Any penetrations by fasteners used to secure equipment to the slab must also be considered. In most cases it doesn't make sense to leave all the tubing at the bottom of the slab just to accommodate what might be a future bench or lift post. Find out where such equipment will be placed and keep the tubing a couple of feet away from where the fasteners are likely to go.
Block out and note these areas on your tubing layout drawing. Be sure to leave a copy of the plan with the owner since nobody will remember where the tubing is a few years after it's installed.
What's It All Mean?
Is finite element analysis guaranteed to predict reality with 100 percent accuracy? No. There are so many possible variations regarding factors like soil temperature, flooring resistance, tube spacing, etc., that it's hard to draw generalized conclusions based on a few simulations.

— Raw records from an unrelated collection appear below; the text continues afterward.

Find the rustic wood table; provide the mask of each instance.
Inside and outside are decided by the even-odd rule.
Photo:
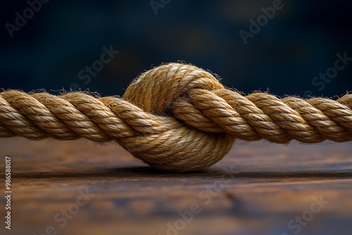
[[[186,174],[114,144],[13,138],[0,153],[1,234],[352,234],[352,143],[239,142]]]

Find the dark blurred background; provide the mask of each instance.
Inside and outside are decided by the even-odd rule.
[[[27,1],[2,1],[0,88],[122,95],[140,72],[179,60],[245,93],[332,96],[352,87],[352,62],[332,79],[314,80],[334,66],[337,53],[352,57],[351,1],[283,0],[246,44],[239,30],[250,32],[249,20],[275,1],[51,0],[39,10],[29,1],[37,12],[26,10]],[[17,20],[23,26],[16,12],[27,15],[25,24]],[[103,46],[119,53],[82,79]]]

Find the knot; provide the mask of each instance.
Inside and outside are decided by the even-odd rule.
[[[187,125],[187,122],[180,123],[180,120],[170,115],[172,103],[195,89],[213,91],[224,87],[213,75],[191,65],[168,63],[142,73],[127,87],[123,99],[145,112],[158,115],[160,125],[167,127],[174,123],[175,128],[143,135],[141,144],[152,146],[152,148],[138,151],[139,148],[131,148],[128,143],[119,144],[136,158],[161,170],[200,170],[222,159],[231,149],[235,137],[227,133],[203,132]]]

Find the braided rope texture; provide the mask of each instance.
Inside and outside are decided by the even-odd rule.
[[[351,94],[337,100],[243,96],[201,68],[168,63],[142,73],[122,98],[2,91],[0,137],[115,141],[151,166],[187,172],[222,159],[237,138],[351,141]]]

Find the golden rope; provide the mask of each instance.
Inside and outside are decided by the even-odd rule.
[[[2,91],[0,137],[114,140],[151,166],[185,172],[218,162],[236,138],[351,141],[351,94],[337,101],[244,96],[201,68],[169,63],[142,74],[123,98]]]

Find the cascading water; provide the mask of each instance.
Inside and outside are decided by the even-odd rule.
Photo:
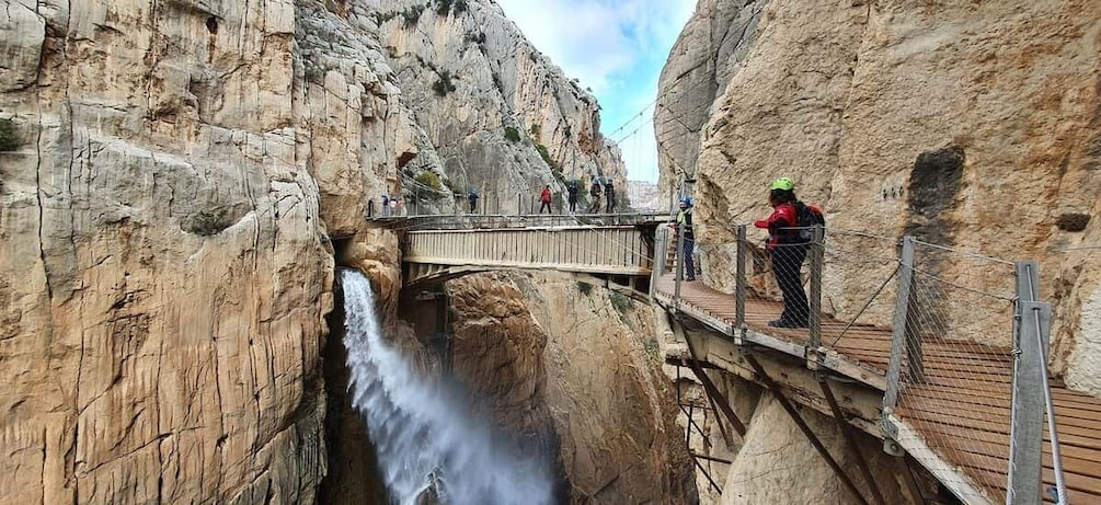
[[[344,270],[349,388],[378,448],[386,487],[402,504],[435,495],[446,504],[548,504],[545,458],[494,444],[443,389],[422,380],[382,341],[363,274]]]

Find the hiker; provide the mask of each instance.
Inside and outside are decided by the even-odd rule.
[[[781,177],[768,189],[768,205],[772,215],[753,222],[754,227],[768,230],[765,249],[772,255],[772,273],[784,294],[784,312],[780,319],[768,321],[774,328],[806,328],[810,309],[807,294],[803,290],[799,271],[807,257],[808,240],[800,237],[799,211],[802,205],[795,198],[795,183]]]
[[[475,208],[478,207],[478,191],[475,188],[470,188],[470,193],[467,194],[467,201],[470,202],[470,213],[475,213]]]
[[[547,213],[554,213],[550,211],[550,201],[554,198],[550,196],[550,185],[543,186],[543,193],[539,194],[539,213],[543,213],[543,209],[547,209]]]
[[[569,187],[566,188],[566,193],[569,199],[569,213],[577,212],[577,179],[569,182]]]
[[[597,212],[600,210],[600,178],[592,178],[592,186],[589,187],[589,198],[592,198],[592,204],[589,205],[589,213]]]
[[[691,199],[682,198],[679,206],[680,211],[677,212],[677,219],[673,221],[673,227],[677,229],[678,233],[684,233],[684,248],[680,250],[680,256],[684,257],[684,279],[696,281],[696,261],[691,257],[691,253],[696,249],[696,234],[691,227]]]
[[[615,208],[615,188],[612,187],[612,179],[604,180],[604,199],[608,201],[608,213],[612,213]]]

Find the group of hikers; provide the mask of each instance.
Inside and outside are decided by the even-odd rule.
[[[570,180],[566,185],[566,201],[569,204],[569,213],[577,212],[580,193],[580,183],[577,179]],[[599,212],[601,202],[604,202],[604,212],[611,213],[615,210],[615,186],[612,184],[612,179],[606,178],[601,184],[600,178],[595,177],[592,185],[589,186],[589,213]],[[478,191],[473,188],[467,194],[467,202],[470,205],[470,213],[475,213],[475,210],[478,208]],[[550,190],[550,185],[544,185],[543,190],[539,191],[539,213],[543,213],[543,211],[554,213],[550,207],[553,202],[554,193]]]
[[[807,295],[803,290],[799,271],[807,257],[810,243],[810,227],[825,224],[822,212],[795,197],[795,183],[789,177],[781,177],[768,187],[768,205],[772,213],[753,222],[756,228],[768,230],[765,250],[772,256],[772,273],[784,295],[784,311],[778,319],[768,321],[775,328],[806,328],[810,315]],[[693,252],[696,235],[693,231],[690,198],[682,198],[680,210],[669,223],[683,233],[682,257],[684,257],[684,281],[696,281],[696,262]]]

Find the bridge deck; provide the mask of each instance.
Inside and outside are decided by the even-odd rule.
[[[674,305],[672,275],[656,279],[654,297]],[[680,310],[713,330],[734,336],[735,301],[704,283],[680,285]],[[777,301],[745,300],[745,340],[803,358],[809,332],[778,329],[767,321],[780,317]],[[891,349],[891,329],[822,320],[822,345],[832,350],[826,366],[879,389],[884,388]],[[1010,440],[1010,352],[989,345],[967,348],[947,341],[924,342],[926,381],[908,385],[894,416],[916,433],[913,442],[934,453],[981,487],[991,502],[1005,501]],[[967,366],[969,380],[955,370]],[[973,378],[973,377],[981,377]],[[1053,385],[1069,503],[1101,504],[1101,399]],[[1047,426],[1044,432],[1045,484],[1054,485]],[[928,443],[929,441],[936,443]],[[1045,496],[1049,501],[1048,496]]]

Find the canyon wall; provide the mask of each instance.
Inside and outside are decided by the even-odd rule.
[[[567,274],[453,281],[455,377],[532,450],[556,440],[568,503],[694,503],[654,312]]]
[[[335,263],[396,310],[395,237],[363,219],[380,196],[448,210],[408,179],[559,180],[538,143],[566,175],[621,180],[595,100],[556,91],[533,50],[504,57],[519,32],[499,12],[506,36],[487,40],[509,48],[470,46],[502,55],[514,101],[462,123],[461,149],[437,119],[469,109],[426,105],[422,69],[391,67],[385,15],[340,0],[7,2],[0,503],[313,502]],[[478,139],[503,160],[482,179],[448,164]]]
[[[837,231],[828,311],[861,309],[903,234],[1035,259],[1056,307],[1053,366],[1101,393],[1099,21],[1101,4],[1084,0],[700,0],[663,74],[656,133],[663,187],[696,180],[705,278],[733,288],[735,227],[766,216],[768,183],[791,176]],[[977,338],[981,310],[1000,322],[978,338],[1007,343],[1012,265],[922,245],[918,261],[990,294],[941,283],[962,297],[938,307],[949,328]],[[890,314],[873,305],[863,320]]]
[[[436,146],[448,198],[475,189],[490,213],[534,212],[544,185],[560,209],[566,185],[626,168],[600,134],[596,98],[524,39],[497,3],[369,0],[390,65]],[[406,182],[421,171],[403,173]],[[422,188],[424,190],[424,188]],[[584,195],[582,195],[584,197]]]

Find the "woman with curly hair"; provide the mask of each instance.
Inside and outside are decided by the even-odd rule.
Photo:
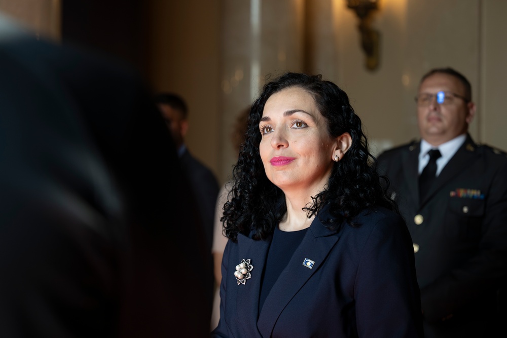
[[[335,84],[264,86],[224,208],[212,335],[422,336],[412,241],[375,161]]]

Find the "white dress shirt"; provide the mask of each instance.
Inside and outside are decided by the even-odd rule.
[[[428,152],[432,149],[438,149],[440,151],[442,157],[437,160],[437,176],[438,177],[445,165],[459,149],[459,147],[461,146],[464,143],[466,139],[466,134],[463,134],[445,143],[442,143],[438,147],[431,145],[424,140],[421,140],[421,151],[419,153],[419,174],[421,174],[422,170],[429,161],[429,155],[428,155]]]

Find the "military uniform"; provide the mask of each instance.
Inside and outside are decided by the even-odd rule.
[[[378,158],[414,242],[427,337],[507,336],[507,156],[467,135],[423,199],[420,142]],[[497,335],[500,334],[500,335]]]

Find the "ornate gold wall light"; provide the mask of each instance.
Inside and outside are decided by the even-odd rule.
[[[378,9],[379,0],[346,0],[347,7],[352,9],[359,19],[361,47],[366,54],[366,68],[374,70],[379,65],[380,33],[371,27],[371,12]]]

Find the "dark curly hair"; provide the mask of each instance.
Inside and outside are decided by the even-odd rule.
[[[308,217],[315,214],[318,217],[318,211],[329,206],[332,218],[320,220],[332,229],[344,220],[352,226],[358,226],[353,217],[374,206],[399,212],[383,187],[385,185],[381,183],[375,169],[376,160],[368,151],[361,120],[345,92],[323,80],[321,75],[286,73],[265,85],[250,110],[245,140],[233,170],[233,183],[221,219],[226,236],[233,241],[237,240],[238,234],[247,236],[250,232],[255,239],[266,238],[286,211],[283,193],[268,179],[264,171],[259,153],[259,124],[268,99],[275,93],[295,87],[312,95],[327,122],[330,135],[337,137],[348,132],[352,137],[352,145],[344,158],[335,163],[324,191],[312,197],[313,203],[304,208]]]

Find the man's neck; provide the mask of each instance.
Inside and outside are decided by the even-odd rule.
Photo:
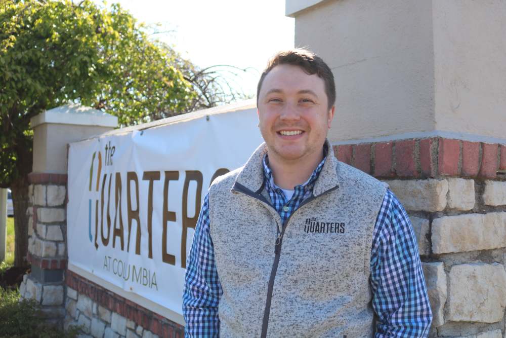
[[[293,190],[307,181],[323,159],[323,148],[309,158],[287,161],[269,153],[269,167],[272,171],[274,184],[282,189]]]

Still, for the limited scenarios I ran, the results agree fairly well with many performance models used for system design. The predicted increase in water temperature required for tubing at the bottom (rather than the center) of the slab is both believable and significant. The 10 percent increase in downward heat loss caused by higher water temperatures in bottomed-out tubing also seems reasonable. Remember, too, that these results are based on steady-state conditions. They don't predict the consequences of the longer response times associated with deeper tubing. Mix strong internal heat gains into such a situation and you've got a tiger by the tail. This is a situation even sophisticated controls have yet to tame.
Considering all these tradeoffs, perhaps it's time we all find better ways of ensuring that tubing and reinforcing mesh end up near the mid-height of the slab - except under sawn control joints.
Be sure to make your tube depth requirements clear to the "accountable" person overseeing the concrete crew. In case you're not sure, he's the one who pays them, and thus holds considerably more sway over their actions than you do. Be professional and persuasive. Tell him - and any of the crew who'll listen - that tubing depth does make a difference. Do this several days before the pour, not while the first concrete truck is backing down the driveway. This lets the crew come prepared with lifting hooks rather than excuses.